Sie verschwanden also in der Dunkelheit mit einem Strohsack und irgendeinem Schneidewerkzeug. Und wirklich!!! Sie kamen mit einem Baum im Strohsack zurück!!

Einem wunderschönen! Vielleicht zwei Meter hoch! Eine Tanne. Eine blaue Edeltanne. Groß war die Freude und groß war die Angst! Denn die Tanne war der Stolz eines Berliner Vorgartens. Geliebt, und nun vermisst von den Bewohnern des Hauses, dass zu dem Vorgarten gehörte.

Der Baum verschwand erstmal unter einem der Betten, wo er den erwarteten Sturm überdauern sollte.
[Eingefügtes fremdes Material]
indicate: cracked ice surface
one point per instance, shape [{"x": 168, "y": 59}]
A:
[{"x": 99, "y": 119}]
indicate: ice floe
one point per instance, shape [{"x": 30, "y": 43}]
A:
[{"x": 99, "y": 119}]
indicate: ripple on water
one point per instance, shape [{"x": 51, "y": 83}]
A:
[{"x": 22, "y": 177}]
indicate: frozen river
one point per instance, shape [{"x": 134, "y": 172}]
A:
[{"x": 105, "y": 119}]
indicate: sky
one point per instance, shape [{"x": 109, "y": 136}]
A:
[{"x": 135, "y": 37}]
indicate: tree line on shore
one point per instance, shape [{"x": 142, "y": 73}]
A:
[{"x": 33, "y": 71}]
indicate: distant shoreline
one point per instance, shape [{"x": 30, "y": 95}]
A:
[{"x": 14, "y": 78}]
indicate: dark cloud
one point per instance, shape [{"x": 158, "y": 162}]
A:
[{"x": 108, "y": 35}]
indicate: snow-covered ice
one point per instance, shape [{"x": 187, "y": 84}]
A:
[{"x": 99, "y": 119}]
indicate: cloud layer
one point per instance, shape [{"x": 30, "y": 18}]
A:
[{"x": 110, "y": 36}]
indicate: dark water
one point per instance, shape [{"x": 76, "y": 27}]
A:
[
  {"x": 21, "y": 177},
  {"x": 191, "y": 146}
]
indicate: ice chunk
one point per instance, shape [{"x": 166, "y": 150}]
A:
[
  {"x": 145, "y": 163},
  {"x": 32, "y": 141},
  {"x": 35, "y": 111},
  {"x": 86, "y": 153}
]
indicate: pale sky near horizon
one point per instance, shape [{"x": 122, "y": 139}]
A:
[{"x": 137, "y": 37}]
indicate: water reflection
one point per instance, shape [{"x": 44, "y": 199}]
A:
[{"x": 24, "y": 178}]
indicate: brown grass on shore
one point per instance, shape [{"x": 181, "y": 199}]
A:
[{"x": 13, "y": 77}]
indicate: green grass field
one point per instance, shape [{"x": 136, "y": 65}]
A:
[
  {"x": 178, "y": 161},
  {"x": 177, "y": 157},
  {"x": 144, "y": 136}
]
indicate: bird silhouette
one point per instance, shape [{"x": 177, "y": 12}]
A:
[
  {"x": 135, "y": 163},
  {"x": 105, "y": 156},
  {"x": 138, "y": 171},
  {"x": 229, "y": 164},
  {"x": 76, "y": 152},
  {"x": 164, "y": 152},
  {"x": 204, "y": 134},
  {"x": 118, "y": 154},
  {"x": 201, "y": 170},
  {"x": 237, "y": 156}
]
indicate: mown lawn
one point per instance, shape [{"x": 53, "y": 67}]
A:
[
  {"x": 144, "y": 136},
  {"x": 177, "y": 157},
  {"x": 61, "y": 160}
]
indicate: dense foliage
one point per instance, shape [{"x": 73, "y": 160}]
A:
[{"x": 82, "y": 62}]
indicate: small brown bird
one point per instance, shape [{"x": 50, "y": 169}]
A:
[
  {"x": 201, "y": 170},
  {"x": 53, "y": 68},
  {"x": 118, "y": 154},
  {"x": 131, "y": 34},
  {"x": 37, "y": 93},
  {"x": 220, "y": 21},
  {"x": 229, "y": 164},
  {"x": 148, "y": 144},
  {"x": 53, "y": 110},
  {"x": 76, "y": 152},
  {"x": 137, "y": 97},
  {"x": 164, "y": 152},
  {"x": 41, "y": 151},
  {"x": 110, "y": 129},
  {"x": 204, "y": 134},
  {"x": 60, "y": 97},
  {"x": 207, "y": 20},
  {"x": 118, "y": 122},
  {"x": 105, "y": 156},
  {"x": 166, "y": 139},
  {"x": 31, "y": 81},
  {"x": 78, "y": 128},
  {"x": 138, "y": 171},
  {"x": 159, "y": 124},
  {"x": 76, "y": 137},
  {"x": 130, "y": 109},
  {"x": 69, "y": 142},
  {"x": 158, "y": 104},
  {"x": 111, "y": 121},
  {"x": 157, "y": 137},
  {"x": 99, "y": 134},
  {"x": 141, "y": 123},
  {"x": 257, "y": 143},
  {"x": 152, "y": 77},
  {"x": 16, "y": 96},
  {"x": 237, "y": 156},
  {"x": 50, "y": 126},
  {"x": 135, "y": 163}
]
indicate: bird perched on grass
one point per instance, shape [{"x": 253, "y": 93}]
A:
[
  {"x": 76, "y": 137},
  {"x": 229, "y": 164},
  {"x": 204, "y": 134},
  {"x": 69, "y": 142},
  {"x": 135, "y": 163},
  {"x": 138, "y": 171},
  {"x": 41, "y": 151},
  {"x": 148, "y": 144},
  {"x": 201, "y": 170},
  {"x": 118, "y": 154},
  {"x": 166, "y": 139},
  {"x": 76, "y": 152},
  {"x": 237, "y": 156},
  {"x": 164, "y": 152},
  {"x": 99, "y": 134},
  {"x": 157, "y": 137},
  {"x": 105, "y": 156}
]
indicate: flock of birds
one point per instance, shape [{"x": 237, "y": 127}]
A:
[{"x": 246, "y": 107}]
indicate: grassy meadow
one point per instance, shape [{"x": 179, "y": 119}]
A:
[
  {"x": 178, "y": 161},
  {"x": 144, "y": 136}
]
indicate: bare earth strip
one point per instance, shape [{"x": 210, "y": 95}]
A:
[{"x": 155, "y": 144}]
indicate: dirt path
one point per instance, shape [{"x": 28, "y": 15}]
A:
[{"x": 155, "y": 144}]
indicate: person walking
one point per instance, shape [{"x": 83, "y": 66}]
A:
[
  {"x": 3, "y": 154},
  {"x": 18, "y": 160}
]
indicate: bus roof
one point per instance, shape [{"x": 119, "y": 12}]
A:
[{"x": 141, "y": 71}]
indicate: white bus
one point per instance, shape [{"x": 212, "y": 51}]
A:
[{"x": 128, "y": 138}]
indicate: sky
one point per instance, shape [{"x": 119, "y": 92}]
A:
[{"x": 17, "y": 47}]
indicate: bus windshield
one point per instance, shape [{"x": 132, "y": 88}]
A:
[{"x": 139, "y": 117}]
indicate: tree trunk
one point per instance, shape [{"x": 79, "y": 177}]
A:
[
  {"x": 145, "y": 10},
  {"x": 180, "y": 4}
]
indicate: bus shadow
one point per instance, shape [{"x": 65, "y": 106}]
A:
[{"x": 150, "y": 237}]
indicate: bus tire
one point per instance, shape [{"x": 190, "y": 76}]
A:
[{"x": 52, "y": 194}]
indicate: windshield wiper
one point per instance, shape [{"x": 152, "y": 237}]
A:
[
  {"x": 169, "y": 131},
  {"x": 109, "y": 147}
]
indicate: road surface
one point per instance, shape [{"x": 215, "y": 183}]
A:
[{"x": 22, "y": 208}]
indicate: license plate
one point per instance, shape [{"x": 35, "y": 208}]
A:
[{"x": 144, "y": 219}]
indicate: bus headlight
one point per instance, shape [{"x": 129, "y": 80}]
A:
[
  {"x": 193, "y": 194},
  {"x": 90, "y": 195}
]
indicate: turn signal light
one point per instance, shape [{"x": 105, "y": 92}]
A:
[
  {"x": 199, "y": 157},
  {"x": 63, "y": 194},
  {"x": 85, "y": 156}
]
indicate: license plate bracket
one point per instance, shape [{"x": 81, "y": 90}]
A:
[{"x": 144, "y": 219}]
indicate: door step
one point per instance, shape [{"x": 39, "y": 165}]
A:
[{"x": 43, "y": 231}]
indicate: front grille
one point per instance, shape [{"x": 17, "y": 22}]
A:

Dieser folgte auf dem Fuße. Die eigentlichen Eigentümer dieser edlen Tanne lebten nicht zu fern von unserer Bleibe, glaube ich. Natürlich waren wir armen Flüchtlinge die ersten auf der Liste der Beschuldigten. Zufälligerweise gerechtfertigt. Nun, Leute kamen. Beschwerden kamen. Beschuldigungen kamen. Unser Name war "Hase". Wir lebten im Walde und wussten von Nichts.

Es war wohl noch einige Zeit bis zum Fest, so dass sich der Rummel austoben konnte, ohne die Übeltäter zu entdecken. Und dann kam der "Heilige Abend". Eine wunderschöne blaue Edeltanne stand in Baracke 4. Wir beanspruchten den oberen Teil des Baumes zum Schmücken, mit Strohsternen und selbstgebastelten Dingen. Von mir war da vielleicht eine eigenhändig kunstgestopfte Socke zur Schau gestellt (only kidding). Aber nein, die Krone des Baumes war sehr geschmackvoll und schön. 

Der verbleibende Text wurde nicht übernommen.